I believe that the root cause of this issue is that the NetApp is configured to not allow a chown of the /mnt/rancher-nfs mountpoint (after being mounted) to the www-data user. Most likely because the uid of www-data in the container doesn’t match what the filer thinks the www-data account should be (and/or the filer doesn’t have the UID of www-data in its own user map).

OK, so it looks like this is the result of disparate passwd/group namespaces between the container, host, and file server environments.

Within the container, there is an /etc/passwd and /etc/group. So let’s say within the container you have user “someuser” with uid 128 and group “users” with gid 100. Your container runs the application as “someuser” and in the Dockerfile you have a pair of lines like this:

RUN "mkdir -p /var/lib/data && chown someuser.users /var/lib/data && chmod 775 /var/lib/data"
VOLUME /var/lib/data

So /var/lib/data in the container’s filesystem is owned by UID 128 and GID 100.

You use Rancher to attach a Rancher-NFS volume to /var/lib/data. What Rancher-NFS does when it starts up the container is to first mount the NFS path to /var/lib/data, and then it runs a chown (and a chmod?) to make the resulting mountpoint match what was in the container’s filesystem before the NFS path was mounted.

So what happens when that chown command occurs?

The userland chown process in the container uses the chown(2) system call. This system call takes UIDs and GIDs, not names. So it first resolves the names (“someuser”, “users”) into IDs (128, 100) and then makes the chown(2) system call.

The kernel runs this system call and routes it to the NFSv4 handler. NFSv4’s chown code uses names, not numbers! So it has to take uid 128 and gid 100 and turn them into names. It does this inside the host’s context, not the container’s. Since these are low-numbered UIDs and GIDs, they probably map to system accounts. The resulting packet that goes over the wire to the file server will have something like “chown(libvirt-dnsmasq, kvm)” in it. You can see this if you use tcpdump or wireshark to monitor the traffic going to the NFS file server.

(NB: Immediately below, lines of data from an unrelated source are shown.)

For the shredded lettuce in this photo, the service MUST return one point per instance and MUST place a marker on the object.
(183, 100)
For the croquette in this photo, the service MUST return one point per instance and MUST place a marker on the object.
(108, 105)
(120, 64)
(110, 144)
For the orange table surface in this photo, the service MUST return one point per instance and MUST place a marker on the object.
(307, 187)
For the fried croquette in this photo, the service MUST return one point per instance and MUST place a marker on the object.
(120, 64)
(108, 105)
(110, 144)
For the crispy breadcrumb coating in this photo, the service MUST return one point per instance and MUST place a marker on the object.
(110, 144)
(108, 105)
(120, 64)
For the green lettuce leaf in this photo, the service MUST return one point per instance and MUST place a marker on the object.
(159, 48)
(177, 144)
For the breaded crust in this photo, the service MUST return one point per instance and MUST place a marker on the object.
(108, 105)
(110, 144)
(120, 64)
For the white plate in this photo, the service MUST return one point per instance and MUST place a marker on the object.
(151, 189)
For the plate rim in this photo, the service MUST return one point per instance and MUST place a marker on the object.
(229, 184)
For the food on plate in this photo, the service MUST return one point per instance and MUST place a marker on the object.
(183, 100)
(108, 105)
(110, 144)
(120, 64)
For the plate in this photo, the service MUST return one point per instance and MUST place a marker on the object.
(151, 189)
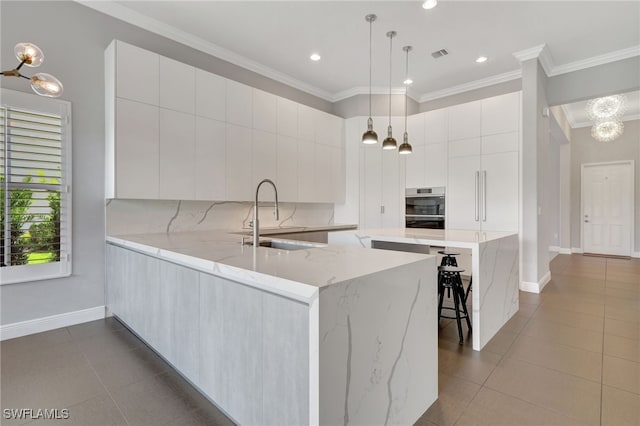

Now, on the fileserver side, that system now needs to translate those names back into UIDs and GIDs and perform the actual operation. If your file server doesn’t have a mapping for the weird system accounts like “libvirt-dnsmasq” or “kvm”, then it will kick back an error which the kernel raises back up to chown as an “invalid argument” error: the username (or group) is the invalid argument in question.

Ultimately, the way we solved this problem was really ugly. We had to create users on the NFS file server with name<->ID mappings that matched those on the Rancher host, not those that appeared in the container. It worked, but it makes troubleshooting really ugly, because when you examine the NFS export, you see that all the files are owned by weird system accounts rather than account names you might recognize from within your containers like “elasticsearch” and “rabbitmq”.

Ultimately I doubt there is anything that Rancher can actually do to fix this problem. It’s just working the way that NFS in the kernel is designed to work.

If you have the flexibility to create your own containers from scratch, and will be using Rancher-NFS, I suggest using the same base image for your container, that matches the OS used by your Rancher hosts. That will help to ensure that you get the same UIDs and GIDs in the container as you do on the Rancher host. You can then extend those same names and IDs out to your file server, and everything should match and it’ll be a lot easier to maintain.